I think one aspect that is important to note when discussing this topic is that although these vaccine companies were able to acquire EUAs, they still made the efforts of becoming FDA approved. The companies had sufficient preliminary data to suggest that they had effective treatments for the COVID19 vaccine. While the EUA allowed companies to begin distributing vaccines there were large amounts of the population that withheld from taking the vaccines due to the low amount of data that was provided about the vaccines. Following the FDA approval for the Pfizer vaccine, there was a massive spike in the public populations willing to receive the vaccine. Additionally, the EUA helped companies with gaining patients to be able to acquire further data and adjustments to dosages for the vaccines to find the ideal formulation for the public based upon demographic. Furthermore, as @sm2744 mentioned, there were ventilators amongst other devices such as infusion pumps, PPE, in vitro diagnostics, and respiratory assist devices that were all approved under EUA to help assist with the massive influx in hospitalizations of patients suffering from COVID19. When looking at the FDA website today, there is a whole page for Monkeypox device submission forms in preparation for EUA applications for these devices.
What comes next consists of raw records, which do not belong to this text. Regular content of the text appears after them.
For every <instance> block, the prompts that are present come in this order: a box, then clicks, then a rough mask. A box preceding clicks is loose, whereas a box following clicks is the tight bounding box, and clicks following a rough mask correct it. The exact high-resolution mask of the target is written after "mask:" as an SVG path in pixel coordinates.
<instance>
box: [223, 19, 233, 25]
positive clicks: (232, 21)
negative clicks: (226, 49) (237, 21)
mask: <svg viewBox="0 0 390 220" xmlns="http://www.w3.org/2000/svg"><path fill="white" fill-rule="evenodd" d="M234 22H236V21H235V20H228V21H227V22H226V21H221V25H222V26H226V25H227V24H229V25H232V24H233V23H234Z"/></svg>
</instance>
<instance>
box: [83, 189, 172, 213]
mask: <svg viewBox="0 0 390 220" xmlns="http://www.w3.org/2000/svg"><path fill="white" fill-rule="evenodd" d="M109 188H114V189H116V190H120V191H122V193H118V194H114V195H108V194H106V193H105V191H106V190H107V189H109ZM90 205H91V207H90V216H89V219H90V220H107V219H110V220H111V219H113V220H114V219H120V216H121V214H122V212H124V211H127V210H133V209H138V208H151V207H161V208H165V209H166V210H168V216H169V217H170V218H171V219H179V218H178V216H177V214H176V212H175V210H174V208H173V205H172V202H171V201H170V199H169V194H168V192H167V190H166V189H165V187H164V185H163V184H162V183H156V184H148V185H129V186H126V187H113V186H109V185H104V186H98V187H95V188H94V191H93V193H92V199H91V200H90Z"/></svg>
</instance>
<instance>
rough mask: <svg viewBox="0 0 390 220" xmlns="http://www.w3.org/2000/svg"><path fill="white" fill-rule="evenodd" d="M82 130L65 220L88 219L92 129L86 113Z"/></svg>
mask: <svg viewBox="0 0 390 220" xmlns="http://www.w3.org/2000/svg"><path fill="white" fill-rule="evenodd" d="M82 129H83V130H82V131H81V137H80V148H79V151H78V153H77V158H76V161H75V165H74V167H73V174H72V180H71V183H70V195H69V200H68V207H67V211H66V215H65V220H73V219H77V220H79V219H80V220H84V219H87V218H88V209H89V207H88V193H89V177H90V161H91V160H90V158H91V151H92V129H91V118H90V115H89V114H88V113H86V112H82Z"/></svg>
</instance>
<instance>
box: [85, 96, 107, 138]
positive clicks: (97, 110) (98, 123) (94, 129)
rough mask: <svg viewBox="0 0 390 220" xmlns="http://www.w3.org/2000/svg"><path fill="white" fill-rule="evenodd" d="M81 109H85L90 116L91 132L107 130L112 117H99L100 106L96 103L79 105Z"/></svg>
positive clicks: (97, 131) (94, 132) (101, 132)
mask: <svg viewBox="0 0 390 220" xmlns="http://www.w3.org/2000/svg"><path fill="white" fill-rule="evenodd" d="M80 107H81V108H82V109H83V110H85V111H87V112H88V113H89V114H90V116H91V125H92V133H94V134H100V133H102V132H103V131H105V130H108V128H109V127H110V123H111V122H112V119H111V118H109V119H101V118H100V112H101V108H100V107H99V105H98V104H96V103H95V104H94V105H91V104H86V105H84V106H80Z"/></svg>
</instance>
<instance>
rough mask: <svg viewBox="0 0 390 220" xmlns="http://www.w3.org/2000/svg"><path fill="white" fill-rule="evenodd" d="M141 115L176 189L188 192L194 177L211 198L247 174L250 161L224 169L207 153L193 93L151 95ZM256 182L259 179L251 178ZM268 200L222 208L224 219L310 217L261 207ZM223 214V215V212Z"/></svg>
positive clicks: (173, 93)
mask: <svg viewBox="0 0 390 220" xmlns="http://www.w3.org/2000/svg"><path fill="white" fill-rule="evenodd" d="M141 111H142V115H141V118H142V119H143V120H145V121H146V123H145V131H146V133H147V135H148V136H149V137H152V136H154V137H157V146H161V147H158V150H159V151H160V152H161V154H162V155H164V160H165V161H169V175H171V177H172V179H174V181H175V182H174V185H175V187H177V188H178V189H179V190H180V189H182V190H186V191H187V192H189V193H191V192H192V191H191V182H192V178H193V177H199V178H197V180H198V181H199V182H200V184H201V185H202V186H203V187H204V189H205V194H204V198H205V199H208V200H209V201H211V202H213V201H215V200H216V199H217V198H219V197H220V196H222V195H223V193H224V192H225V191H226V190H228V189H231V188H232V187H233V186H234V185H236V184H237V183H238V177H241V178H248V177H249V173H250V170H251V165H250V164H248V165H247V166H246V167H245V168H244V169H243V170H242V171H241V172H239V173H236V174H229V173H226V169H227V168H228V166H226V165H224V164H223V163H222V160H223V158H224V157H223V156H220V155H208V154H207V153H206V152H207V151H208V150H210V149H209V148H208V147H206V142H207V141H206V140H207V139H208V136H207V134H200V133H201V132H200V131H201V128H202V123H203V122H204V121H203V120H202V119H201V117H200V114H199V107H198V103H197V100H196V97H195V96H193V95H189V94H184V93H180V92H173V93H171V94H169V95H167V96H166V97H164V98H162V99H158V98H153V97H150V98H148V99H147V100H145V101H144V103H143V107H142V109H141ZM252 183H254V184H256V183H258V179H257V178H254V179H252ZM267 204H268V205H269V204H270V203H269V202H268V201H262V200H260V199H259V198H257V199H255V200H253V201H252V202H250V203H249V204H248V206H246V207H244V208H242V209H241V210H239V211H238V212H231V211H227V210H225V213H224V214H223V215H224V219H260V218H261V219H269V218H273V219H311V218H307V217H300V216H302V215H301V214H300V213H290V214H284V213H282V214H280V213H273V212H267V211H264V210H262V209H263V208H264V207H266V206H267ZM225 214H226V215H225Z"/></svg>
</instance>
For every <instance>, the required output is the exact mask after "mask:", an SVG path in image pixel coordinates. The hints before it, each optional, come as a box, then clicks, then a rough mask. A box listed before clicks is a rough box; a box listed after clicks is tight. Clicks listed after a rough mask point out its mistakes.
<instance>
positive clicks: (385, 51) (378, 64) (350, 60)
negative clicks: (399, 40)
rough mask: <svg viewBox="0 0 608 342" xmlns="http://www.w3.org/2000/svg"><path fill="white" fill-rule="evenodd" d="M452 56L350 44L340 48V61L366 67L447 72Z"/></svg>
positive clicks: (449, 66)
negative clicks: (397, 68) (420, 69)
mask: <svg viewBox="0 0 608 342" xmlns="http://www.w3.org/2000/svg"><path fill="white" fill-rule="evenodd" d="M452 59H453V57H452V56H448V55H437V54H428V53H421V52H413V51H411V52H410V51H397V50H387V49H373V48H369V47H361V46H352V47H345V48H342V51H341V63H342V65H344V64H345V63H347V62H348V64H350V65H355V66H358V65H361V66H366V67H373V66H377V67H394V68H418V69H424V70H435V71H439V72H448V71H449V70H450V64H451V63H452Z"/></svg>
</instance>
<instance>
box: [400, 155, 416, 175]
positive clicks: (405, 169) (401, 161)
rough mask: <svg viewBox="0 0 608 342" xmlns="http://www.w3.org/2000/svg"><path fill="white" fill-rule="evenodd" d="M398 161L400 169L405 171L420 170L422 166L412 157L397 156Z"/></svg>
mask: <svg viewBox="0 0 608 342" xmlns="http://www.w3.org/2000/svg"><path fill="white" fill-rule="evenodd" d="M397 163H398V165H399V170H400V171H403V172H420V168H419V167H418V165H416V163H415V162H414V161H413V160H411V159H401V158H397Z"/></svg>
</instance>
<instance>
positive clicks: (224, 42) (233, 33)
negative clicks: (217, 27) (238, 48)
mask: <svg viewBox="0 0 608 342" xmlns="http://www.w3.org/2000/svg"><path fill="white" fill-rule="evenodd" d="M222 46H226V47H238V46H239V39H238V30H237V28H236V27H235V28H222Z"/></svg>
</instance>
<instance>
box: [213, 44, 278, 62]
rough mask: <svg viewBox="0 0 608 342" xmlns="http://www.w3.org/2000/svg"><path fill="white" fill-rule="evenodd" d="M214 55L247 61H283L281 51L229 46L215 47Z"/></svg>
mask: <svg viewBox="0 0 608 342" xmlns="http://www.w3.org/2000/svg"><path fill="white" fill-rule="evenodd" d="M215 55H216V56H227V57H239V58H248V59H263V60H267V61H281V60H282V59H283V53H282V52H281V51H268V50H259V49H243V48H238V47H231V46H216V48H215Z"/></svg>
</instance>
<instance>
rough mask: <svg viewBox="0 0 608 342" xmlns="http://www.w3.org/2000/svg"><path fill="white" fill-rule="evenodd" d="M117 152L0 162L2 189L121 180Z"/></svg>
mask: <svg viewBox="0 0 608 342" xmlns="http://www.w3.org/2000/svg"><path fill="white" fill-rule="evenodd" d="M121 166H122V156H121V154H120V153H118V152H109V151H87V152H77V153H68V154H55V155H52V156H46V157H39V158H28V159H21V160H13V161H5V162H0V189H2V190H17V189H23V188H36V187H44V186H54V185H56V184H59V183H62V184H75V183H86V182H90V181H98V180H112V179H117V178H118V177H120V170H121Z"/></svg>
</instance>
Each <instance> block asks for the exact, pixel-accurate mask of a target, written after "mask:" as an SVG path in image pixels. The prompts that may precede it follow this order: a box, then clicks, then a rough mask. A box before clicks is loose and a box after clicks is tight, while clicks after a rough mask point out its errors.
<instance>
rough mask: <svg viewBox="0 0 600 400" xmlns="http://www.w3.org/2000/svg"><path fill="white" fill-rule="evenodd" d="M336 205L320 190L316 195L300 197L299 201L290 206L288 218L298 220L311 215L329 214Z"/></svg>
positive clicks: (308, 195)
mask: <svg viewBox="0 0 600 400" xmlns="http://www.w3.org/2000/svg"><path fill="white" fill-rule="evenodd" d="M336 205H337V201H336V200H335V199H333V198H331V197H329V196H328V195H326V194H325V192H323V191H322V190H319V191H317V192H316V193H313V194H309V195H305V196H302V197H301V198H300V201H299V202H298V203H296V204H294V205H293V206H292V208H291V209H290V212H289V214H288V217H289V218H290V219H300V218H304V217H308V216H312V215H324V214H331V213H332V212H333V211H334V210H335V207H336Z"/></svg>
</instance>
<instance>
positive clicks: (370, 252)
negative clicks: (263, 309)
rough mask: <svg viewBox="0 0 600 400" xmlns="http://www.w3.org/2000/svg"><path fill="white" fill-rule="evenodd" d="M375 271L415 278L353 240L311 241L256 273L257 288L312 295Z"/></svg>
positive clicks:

The FDA's responsibility is to guarantee that medical products adhere to exacting safety and efficacy standards. This process, known as "full approval," can take years. The FDA continues to maintain its strict standards even though that period of time is shortened when an EUA is granted. Since the pandemic began, the FDA has approved a large number of EUAs for COVID-19. It is less well known that the FDA can also use EUAs for medical devices. Non-surgical face masks are one example of a medical device for which the FDA had granted an EUA during the Covid-19 pandemic. This Emergency Use Authorization was put into place in response to worries about the availability and supply of face masks. This is an excellent illustration of how even a tiny, overlooked medical device still needs FDA approval before going on sale.
These masks, which received EUA from the FDA, faced resistance similar to that experienced by vaccines. Additionally, I didn't think twice about getting the COVID-19 vaccine.Of course symptoms are always a worry but I thought being, but there were more benefits than negatives to being immunized.

The FDA using EUA on drugs and vaccines during public crisis is rather controversial. The race for a vaccine during COVID-19 brought about companies using EUA to accommodate the public's need for a vaccine. However, the process of creating a vaccine was under close observation and it created public panic. I think this panic came about because the typical person is unaware of how a vaccine is created and how the scientific process is carried out. Vaccine development and other scientific developments are not exact processes as they are in current development. Failures are inherent during the development process. These failures can be in the protocol itself or revealed in data over a span of time. The COVID-19 vaccine efficacy was revealed quickly in the development, but its efficacy over time and health impact was questioned as it requires data over a significant timespan that would be out of the span of the COVID-19 pandemic. EUA on drugs and vaccines can have a positive impact on the public.